A temporary will is not a replacement for a permanent Last Will and Testament drawn up with a qualified attorney at law. However it is usually considered legal and binding. When my wife and I travel on occasion without our kids we will always draft a temporary will in case of an auto or plane accident or something that would hospitalize or kill both of us. We don't tell our young kids about it, we don't want to worry them, but leave it with a parent, sibling, or close friend. Usually we leave it with whomever is watching our kids.
A temporary will should be dated. It should spell out who you would like to be in charge of your children if you both should die. It should tell where important papers are and where a primary bank account is and who (by full name)should have access to those funds and documents in an emergency. It can also address your wishes as far as medical care. You can authorize someone to make medical decisions on your behalf if both you and your spouse or companion are unable. Where we had relatives of a different faith we even spelled out the church we desired our young kids to attend until they were old enough to decide that themselves. They fully understood and agreed.
This type of will should be signed and dated by both of you, and ideally a witness or two as well.
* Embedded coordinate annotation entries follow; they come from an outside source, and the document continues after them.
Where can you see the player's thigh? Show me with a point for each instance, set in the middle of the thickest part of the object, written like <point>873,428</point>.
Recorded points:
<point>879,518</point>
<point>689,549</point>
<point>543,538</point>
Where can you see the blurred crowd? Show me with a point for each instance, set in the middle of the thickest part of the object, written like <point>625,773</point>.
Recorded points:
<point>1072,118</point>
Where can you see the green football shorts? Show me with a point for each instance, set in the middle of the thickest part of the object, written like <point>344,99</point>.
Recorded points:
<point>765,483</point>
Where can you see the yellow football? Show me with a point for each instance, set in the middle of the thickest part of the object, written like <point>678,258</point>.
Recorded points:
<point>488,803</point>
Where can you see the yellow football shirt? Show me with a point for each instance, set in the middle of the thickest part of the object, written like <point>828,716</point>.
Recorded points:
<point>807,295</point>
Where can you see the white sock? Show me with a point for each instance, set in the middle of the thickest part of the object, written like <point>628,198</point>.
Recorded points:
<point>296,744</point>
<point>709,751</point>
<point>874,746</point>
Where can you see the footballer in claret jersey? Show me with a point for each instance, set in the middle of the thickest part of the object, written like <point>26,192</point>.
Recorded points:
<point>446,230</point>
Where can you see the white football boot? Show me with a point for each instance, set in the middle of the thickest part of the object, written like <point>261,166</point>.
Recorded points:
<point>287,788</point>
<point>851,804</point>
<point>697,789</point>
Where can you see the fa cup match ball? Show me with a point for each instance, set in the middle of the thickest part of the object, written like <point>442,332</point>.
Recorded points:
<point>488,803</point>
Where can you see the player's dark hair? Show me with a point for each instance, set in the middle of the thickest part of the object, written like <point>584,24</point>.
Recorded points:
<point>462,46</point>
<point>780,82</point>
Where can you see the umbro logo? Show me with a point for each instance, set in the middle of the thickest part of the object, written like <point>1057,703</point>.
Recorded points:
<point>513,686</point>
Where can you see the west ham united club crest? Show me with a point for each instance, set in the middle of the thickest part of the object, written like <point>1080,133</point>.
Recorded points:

Once finished seal it in an envelope and leave it with instructions. It is of great use and will hold weight with a probate court if you don't have a permanent will. A recent temporary will can actually hold some weight over a formal legally drafted will, as it would be of a more recent date. Use this if you need something clarified before a trip. If you would like to notarize your signatures that is an additional safeguard that your wishes will be followed but not necessary to make it valid.